Had the wickedness been less inextricably mingled with the beauty and the grace and the strength of a most inimitable and incomprehensible Muse, our task would have been easy.
'Don Juan' is by far the most admirable specimen of the mixture of ease, strength, gaiety, and seriousness, extant in the whole body of English poetry: the author has devoted his powers to the worst of purposes and passions; and it increases his guilt and our sorrow that he has devoted them entire.
'The moral strain of the whole poem is pitched in the lowest key.

Love, honour, patriotism, religion, are mentioned only to be scoffed at, as if their sole resting-place were, or ought to be, in the bosoms of fools.

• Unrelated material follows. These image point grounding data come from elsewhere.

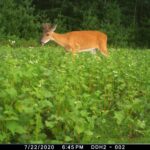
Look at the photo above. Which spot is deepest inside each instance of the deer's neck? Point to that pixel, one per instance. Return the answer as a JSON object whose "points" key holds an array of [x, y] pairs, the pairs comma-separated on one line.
{"points": [[60, 39]]}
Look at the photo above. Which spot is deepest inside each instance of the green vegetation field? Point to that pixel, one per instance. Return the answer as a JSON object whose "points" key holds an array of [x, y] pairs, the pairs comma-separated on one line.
{"points": [[46, 97]]}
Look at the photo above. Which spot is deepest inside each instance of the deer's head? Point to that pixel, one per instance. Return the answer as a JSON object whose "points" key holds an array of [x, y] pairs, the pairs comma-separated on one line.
{"points": [[48, 30]]}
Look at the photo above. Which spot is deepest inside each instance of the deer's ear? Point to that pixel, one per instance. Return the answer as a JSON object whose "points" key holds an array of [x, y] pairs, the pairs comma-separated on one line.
{"points": [[53, 28]]}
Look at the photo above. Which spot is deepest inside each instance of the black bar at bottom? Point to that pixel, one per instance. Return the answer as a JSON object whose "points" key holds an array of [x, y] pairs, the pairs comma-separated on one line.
{"points": [[74, 146]]}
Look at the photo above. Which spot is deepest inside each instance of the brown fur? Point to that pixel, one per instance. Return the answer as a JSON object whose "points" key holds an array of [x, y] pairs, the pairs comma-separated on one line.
{"points": [[76, 41]]}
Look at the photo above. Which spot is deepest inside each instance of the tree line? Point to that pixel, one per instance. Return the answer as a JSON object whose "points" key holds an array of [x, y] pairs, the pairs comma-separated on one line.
{"points": [[126, 22]]}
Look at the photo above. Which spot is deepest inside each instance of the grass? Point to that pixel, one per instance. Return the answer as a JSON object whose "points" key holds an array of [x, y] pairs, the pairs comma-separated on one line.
{"points": [[46, 97]]}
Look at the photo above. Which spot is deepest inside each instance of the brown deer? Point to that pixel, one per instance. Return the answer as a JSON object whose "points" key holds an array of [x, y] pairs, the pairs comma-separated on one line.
{"points": [[76, 41]]}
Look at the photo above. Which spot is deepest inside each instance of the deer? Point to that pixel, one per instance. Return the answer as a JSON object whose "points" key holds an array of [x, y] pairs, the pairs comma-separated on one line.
{"points": [[76, 41]]}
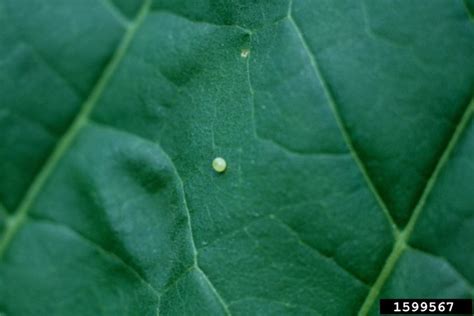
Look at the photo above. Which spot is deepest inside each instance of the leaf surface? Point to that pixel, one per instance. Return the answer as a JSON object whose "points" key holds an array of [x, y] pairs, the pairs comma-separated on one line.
{"points": [[347, 128]]}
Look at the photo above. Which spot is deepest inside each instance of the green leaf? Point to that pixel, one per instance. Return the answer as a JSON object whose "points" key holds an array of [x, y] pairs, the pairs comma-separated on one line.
{"points": [[347, 128]]}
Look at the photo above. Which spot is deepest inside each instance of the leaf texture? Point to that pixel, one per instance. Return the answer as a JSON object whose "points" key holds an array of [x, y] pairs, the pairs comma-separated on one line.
{"points": [[347, 128]]}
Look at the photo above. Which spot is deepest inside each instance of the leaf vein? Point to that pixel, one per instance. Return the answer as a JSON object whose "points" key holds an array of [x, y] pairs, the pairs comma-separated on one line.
{"points": [[68, 138], [332, 103]]}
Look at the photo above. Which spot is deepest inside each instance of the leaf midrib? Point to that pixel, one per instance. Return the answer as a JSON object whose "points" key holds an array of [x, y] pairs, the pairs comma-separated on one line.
{"points": [[401, 243], [402, 237], [15, 221]]}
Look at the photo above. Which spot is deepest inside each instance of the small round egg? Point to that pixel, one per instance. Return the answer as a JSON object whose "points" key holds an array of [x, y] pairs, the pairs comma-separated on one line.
{"points": [[219, 164]]}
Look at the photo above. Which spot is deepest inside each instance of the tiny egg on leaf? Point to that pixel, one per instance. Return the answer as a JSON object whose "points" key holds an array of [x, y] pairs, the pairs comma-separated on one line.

It appears, in short, as if this miserable man, having exhausted every species of sensual gratification, having drained the cup of sin even to its bitterest dregs, were resolved to show us that he is no longer a human being, even in his frailties, but a cool, unconcerned fiend, laughing with a detestable glee over the whole of the better and worse elements of which human life is composed; treating well-nigh with equal derision the most pure of virtues, and the most odious of vices; dead alike to the beauty of the one, and the deformity of the other; a mere heartless despiser of that frail but noble humanity, whose type was never exhibited in a shape of more deplorable degradation than in his own contemptuously distinct delineation of himself.